The script was about my personal struggle with being a white-skinned actor who was born in Puerto Rico, but had lived in the United States since I was 5. It was only after college when I became an actor that I began to face obstacles due to my ethnicity because well-intentioned people in the entertainment industry assumed I could only play Hispanic roles.
Why do I say 'well-intentioned'? Well, I had agents trying to find where I would best fit in. They were trying to get me work and saw a burgeoning Latin market. I had casting directors who were honestly very nice people trying to give a young actor a shot and felt that a Puerto Rican would stand a better shot of being cast in a Hispanic role. When a manager asked me if I could wear darker foundation, she was sincerely trying to sell me as best she knew how.
Unfortunately, these circumstances caused a deep well of anger to build every time walked into a waiting room for an audition and saw a sea of dark-skinned actors (most of whom weren't even Hispanic) lined up to audition for the latest thug/hooker/maid-of-the-week. It was anger at the world for what it still is, anger at the circumstances of these actors who had no power over how they're seen, anger at all the people I've ever met who have so thoughtlessly questioned me over the color of my skin because some movie told them exactly what a Hispanic person is supposed to look and act like.
So I went to a coffee shop (mostly Joe's on Columbus and 86th--I was between jobs probably) and wrote down all the ridiculous stories that I had collected having to do with my ethnicity. I wove them together into a narrative and White Alligator was born.

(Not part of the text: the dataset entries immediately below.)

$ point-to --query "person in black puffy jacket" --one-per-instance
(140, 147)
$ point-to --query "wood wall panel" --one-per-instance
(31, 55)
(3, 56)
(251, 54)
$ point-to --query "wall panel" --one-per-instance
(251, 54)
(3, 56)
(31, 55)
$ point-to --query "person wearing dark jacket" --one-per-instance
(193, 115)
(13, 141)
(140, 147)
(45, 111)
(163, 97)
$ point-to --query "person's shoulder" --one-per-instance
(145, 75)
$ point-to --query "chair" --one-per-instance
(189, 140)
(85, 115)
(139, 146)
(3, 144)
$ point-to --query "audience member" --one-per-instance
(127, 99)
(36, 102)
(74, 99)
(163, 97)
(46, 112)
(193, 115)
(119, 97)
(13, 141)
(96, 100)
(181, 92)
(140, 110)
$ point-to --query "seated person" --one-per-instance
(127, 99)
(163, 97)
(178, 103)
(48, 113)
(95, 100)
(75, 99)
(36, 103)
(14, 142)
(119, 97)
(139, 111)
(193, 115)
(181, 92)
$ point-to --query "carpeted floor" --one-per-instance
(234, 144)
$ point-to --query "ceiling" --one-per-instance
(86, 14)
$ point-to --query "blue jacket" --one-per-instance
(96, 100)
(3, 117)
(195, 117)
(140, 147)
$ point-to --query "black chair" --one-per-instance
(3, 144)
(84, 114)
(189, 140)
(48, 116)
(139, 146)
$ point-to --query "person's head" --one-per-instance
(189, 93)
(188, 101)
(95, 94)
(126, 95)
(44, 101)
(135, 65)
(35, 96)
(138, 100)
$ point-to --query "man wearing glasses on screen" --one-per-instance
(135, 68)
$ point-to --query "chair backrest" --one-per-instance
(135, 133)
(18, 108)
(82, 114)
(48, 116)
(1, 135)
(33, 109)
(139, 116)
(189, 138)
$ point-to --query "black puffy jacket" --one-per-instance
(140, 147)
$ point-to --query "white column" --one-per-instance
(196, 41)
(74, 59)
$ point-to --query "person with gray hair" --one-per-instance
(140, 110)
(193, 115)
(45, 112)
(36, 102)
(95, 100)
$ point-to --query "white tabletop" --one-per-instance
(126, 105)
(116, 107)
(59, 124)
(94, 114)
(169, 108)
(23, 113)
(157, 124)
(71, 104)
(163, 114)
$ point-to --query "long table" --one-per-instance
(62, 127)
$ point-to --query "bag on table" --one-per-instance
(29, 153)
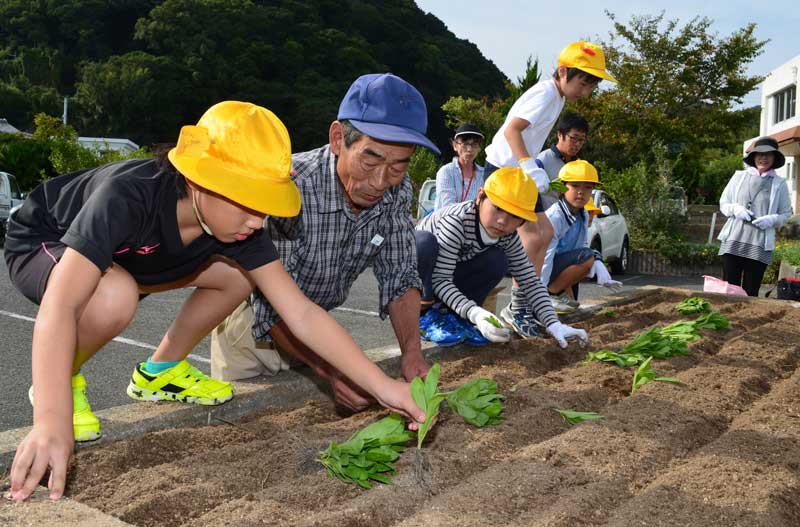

Fastforward nearly three years and this has now become a torch that we all carry and so many people have been recruited to carry that. It is no longer a fun project that a bunch of actors are putting together, but rather a Great Hope that if this movie hits mainstream, we can change the world. We can encourage other projects to do race-blind casting, and we can encourage a lot of people to open their horizons and see that ethnicity really is only skin-deep. And underneath this silly little layer of epidermis, everybody has the same hopes and dreams and desires.
And all the original players that are still involved and have come with us such a long way on this project now have those same dreams that this will be the project that will open the door so that they can make more significant projects that might change the world in other ways. And all of this might make us the artists that we were born to be instead of meager players with no say over the course of our lives.
But I guess that's what happens when you put a bunch of type A personalities together and give them a story. It is now a collective hope. And I am personally thrilled and inspired to be working with such brilliant, artistic and dedicated warriors.
May we someday (soon) be toasting these very words at Cannes (or some such--like the White House).